Il Ransagansett era un vascello americano con un equipaggio tedesco, battente bandiera venezuelana, affittato per trasportare alcoolici da Ensenada, nella Bassa California, fin su alla costa canadese, naturalmente di contrabbando. Il Ransagansett era un vecchio vascello, con quattro motori e una bussola assai poco affidabile. Durante i due giorni di tempesta, il suo apparato radio — anno 1955 — era impazzito e Gross, il secondo, malgrado le sue indubbie capacità, non era stato in grado di ripararlo.

Ma adesso, a ricordare la tempesta era rimasta soltanto una leggera foschia che le ultime raffiche di vento stavano portando via. Hans Gross, impugnando un antico astrolabio, se ne stava in attesa sul ponte. Intorno a lui c’era la più totale oscurità, poiché la nave procedeva senza luci per evitare le pattuglie costiere.

— Si sta schiarendo, signor Gross? — chiamò il capitano da sotto.

— Zi, zignore. Zi sda sghiarendo in fredda.

Nella cabina, il capitano Randall tornò alla sua partita di blackjack col terzo ufficiale e l’addetto alle macchine. L’equipaggio — un vecchio tedesco chiamato Weiss, con una gamba di legno — era addormentato a poppa del serbatoio dell’acqua, dovunque questo si trovasse.
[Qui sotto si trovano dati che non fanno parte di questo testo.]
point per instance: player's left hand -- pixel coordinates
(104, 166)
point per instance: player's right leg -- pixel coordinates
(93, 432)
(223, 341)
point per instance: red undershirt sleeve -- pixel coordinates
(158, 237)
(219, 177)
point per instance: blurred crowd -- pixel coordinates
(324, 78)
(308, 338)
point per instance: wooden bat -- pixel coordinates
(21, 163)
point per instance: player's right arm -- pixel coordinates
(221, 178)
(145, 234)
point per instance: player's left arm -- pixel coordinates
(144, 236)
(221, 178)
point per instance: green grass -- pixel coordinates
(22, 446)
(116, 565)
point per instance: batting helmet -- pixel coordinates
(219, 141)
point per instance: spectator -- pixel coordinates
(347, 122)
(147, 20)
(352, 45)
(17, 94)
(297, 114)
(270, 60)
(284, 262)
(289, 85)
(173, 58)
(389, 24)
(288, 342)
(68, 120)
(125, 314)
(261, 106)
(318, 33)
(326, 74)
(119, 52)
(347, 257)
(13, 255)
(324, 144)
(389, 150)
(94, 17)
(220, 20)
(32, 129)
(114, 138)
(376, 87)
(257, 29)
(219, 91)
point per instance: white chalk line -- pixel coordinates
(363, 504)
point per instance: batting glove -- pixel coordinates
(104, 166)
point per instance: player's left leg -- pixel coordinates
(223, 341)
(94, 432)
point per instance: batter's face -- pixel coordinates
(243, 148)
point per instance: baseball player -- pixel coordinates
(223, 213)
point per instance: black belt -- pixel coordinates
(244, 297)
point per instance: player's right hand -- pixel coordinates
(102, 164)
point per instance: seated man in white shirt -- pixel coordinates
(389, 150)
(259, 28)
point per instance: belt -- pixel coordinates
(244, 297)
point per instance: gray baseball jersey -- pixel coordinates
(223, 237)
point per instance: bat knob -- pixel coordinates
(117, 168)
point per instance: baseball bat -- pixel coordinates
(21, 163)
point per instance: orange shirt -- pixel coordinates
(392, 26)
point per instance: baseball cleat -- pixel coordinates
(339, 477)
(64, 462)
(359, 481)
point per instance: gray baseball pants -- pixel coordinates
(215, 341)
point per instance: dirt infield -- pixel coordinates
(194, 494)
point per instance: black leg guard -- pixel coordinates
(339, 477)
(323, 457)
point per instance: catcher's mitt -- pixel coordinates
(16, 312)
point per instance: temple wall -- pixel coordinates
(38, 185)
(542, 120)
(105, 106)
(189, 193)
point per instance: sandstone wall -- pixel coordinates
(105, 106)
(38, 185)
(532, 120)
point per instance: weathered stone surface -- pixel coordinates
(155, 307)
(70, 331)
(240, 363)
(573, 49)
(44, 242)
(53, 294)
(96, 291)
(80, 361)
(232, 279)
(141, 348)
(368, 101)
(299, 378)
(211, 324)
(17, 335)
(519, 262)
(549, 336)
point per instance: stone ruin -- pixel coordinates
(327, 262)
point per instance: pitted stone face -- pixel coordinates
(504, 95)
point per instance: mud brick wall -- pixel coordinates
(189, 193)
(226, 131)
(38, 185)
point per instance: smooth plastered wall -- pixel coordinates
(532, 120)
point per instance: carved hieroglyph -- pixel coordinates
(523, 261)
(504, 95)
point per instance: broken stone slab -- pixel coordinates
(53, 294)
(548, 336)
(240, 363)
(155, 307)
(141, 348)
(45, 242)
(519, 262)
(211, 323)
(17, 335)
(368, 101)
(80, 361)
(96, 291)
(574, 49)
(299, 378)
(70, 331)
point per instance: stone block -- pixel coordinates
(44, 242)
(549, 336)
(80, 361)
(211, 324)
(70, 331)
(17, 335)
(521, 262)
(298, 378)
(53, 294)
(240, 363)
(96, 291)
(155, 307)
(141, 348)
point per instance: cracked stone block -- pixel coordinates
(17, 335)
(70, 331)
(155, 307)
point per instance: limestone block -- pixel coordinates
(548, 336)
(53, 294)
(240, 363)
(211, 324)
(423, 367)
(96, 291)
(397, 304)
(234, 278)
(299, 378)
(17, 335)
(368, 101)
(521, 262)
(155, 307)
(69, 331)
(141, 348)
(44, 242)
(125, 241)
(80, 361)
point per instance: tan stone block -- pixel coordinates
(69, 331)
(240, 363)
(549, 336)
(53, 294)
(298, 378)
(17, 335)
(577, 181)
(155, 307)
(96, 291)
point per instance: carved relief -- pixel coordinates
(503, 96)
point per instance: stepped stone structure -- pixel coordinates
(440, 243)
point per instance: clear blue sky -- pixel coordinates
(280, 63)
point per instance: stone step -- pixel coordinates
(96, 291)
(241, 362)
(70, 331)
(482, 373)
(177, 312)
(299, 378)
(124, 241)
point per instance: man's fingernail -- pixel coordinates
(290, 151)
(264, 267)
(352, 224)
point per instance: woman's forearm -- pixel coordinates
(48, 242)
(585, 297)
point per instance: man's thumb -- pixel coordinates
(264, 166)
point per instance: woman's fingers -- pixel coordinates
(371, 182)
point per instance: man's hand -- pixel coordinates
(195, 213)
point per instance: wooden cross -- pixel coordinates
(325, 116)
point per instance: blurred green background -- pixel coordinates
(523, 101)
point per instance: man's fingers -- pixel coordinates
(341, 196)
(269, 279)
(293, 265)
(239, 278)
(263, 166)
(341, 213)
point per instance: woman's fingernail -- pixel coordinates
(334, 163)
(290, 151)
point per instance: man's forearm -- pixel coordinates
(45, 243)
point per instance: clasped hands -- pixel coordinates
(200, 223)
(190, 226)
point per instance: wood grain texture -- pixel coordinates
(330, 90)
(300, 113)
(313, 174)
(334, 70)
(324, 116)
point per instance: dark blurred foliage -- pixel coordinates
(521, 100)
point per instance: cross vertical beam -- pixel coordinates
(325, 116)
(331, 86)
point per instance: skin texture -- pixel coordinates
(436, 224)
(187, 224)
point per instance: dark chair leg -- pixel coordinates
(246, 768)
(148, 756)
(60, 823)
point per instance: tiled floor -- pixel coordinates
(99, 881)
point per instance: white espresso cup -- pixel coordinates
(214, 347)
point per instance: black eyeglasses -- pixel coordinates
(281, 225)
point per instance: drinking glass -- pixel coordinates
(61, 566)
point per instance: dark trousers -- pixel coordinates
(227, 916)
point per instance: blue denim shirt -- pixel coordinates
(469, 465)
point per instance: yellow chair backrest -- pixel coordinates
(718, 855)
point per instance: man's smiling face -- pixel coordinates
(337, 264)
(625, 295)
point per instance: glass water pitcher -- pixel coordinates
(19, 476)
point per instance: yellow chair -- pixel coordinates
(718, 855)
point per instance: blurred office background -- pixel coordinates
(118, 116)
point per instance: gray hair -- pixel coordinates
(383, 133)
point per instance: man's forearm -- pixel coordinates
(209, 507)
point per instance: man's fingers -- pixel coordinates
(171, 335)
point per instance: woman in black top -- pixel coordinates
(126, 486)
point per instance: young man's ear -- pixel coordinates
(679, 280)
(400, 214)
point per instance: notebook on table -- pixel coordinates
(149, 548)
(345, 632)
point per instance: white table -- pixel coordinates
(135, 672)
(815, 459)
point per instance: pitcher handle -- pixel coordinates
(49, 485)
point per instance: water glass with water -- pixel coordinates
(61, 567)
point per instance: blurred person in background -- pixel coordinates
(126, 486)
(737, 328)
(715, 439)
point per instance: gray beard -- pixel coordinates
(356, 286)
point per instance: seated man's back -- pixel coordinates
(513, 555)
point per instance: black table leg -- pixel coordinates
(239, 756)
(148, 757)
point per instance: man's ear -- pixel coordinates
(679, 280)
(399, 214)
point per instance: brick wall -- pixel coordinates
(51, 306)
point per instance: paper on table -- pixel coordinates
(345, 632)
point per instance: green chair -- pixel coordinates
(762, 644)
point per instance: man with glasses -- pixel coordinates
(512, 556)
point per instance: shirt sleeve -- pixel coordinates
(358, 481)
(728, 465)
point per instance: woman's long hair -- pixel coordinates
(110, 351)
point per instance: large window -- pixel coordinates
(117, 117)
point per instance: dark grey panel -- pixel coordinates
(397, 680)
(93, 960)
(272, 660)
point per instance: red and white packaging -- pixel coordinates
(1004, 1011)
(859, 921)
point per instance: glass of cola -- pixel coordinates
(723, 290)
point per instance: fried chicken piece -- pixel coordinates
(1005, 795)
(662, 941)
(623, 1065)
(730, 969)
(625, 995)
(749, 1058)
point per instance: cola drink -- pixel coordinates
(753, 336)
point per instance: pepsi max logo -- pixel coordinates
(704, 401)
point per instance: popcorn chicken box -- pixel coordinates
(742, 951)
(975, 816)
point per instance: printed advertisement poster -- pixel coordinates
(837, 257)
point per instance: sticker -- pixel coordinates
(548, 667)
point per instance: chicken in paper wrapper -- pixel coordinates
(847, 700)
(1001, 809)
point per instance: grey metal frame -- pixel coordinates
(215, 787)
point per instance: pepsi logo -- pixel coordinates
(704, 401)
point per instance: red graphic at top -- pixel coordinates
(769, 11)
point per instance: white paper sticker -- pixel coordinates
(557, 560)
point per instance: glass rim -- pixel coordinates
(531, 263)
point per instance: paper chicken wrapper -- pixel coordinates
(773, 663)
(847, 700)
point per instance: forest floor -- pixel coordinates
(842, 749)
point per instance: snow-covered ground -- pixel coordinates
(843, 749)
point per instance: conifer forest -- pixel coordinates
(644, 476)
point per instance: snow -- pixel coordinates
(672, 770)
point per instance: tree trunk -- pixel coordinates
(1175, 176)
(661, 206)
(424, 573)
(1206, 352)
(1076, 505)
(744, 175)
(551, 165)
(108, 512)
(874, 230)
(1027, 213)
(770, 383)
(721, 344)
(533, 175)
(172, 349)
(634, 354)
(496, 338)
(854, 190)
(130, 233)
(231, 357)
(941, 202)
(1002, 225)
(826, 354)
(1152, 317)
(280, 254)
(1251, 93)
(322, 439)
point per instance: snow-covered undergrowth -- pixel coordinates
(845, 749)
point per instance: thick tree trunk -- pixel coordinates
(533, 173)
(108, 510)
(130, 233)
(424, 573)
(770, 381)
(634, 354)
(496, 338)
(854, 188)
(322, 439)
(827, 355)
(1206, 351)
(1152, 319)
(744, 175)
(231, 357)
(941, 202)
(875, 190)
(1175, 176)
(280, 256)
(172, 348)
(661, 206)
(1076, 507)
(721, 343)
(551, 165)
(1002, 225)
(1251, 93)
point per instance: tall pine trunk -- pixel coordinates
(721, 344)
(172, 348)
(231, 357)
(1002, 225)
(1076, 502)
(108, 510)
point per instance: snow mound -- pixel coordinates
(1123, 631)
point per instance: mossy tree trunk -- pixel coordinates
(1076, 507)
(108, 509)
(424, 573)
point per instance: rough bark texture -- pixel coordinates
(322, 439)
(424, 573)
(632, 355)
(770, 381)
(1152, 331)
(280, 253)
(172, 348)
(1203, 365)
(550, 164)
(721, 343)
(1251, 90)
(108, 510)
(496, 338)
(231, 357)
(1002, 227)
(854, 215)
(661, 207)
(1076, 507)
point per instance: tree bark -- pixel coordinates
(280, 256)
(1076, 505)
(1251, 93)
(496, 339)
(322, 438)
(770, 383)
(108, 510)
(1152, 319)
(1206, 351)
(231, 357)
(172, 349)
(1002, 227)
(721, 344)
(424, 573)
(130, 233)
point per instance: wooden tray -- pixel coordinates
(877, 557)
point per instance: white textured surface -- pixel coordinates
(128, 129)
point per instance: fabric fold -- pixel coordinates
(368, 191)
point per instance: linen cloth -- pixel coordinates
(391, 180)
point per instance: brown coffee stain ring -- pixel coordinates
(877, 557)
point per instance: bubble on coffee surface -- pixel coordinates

Passò una mezz’ora. Un’ora. Il capitano stava perdendo forte con Helmstadt, l’addetto alle macchine.

— Signor Gross! — chiamò.

Non vi fu nessuna risposta. Il capitano chiamò di nuovo, e di nuovo, e continuò a non ottenere risposta.

— Solo un attimo, miei cari amici, — disse al terzo ufficiale e al macchinista, e salì la scaletta del boccaporto fino al ponte.

Gross era là in piedi, immobile, gli occhi al cielo e la bocca spalancata. La foschia era del tutto scomparsa.